Planning to leave an abusive relationship or violent situation can be frightening. Not only do survivors of domestic violence worry about themselves and their children, they worry about the safety of their four-legged family members.
“What shelter would take me, my children and our beloved dog?”
“If I don’t take my pet, will they be safe?”
“Will my partner hurt my pet?”
These can be a few of the questions that weigh on the minds and hearts of survivors planning to leave.
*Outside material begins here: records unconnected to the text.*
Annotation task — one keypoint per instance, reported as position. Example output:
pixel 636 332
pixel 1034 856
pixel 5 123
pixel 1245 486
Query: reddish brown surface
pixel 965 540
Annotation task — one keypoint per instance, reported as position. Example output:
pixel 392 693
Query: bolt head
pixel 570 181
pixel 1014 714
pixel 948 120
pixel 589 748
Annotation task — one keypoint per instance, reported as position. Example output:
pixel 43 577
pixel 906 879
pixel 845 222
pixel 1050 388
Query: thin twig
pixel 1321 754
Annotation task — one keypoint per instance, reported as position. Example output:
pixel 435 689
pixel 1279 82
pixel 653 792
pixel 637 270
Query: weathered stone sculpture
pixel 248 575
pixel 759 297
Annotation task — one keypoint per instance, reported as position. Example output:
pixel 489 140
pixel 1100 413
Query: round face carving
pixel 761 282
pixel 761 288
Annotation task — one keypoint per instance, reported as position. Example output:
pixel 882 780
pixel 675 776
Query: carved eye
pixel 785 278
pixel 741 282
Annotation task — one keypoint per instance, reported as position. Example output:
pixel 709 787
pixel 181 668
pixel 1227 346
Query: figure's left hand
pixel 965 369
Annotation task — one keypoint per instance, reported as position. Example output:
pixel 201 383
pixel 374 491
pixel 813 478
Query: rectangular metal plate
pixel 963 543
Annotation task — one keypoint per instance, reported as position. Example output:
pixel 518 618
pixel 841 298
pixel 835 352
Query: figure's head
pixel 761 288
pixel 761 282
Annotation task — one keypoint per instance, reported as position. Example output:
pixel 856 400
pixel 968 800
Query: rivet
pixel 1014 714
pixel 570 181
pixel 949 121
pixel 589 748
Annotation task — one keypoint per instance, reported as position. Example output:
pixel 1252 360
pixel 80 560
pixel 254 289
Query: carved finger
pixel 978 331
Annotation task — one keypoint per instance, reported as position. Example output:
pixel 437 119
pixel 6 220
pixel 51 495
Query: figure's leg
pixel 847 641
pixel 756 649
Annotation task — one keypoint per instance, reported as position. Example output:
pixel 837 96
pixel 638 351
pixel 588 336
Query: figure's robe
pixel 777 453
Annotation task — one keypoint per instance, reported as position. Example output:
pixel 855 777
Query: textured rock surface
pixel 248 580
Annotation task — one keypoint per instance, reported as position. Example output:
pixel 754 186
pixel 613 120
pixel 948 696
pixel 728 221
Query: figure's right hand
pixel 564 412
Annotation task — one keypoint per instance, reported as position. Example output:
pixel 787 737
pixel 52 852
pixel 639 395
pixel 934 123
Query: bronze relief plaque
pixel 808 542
The answer to these questions are also a deciding factor on if a survivor chooses to leave.
This is why DOVE Center created a Safe Pet Program — so survivors don’t have to choose between their safety and the safety of their furry loved one.
In order to understand why pets also need safety considerations and resources, along with survivors of domestic violence, we must realize that animal abuse goes hand-in-hand with family violence. According to the Humane Society, pet abuse is one of four predictors of an abusive partner. Perpetrators often use animal abuse as a way to control their partner.
The problem is, fewer than 4% of domestic violence shelters nationwide offer accommodations for pets. So what can we do to address this issue?
We can start by taking animal abuse as a serious indicator of other societal problems, like domestic violence. We can also participate in the useful saying of “if you see something, say something.” Report animal abuse to law enforcement and encourage local lawmakers to take animal abuse seriously. We can also donate to domestic violence programs and shelters like DOVE Center, as well as our local animal shelters.
Let’s not forget about our four-legged family members. They deserve safety too.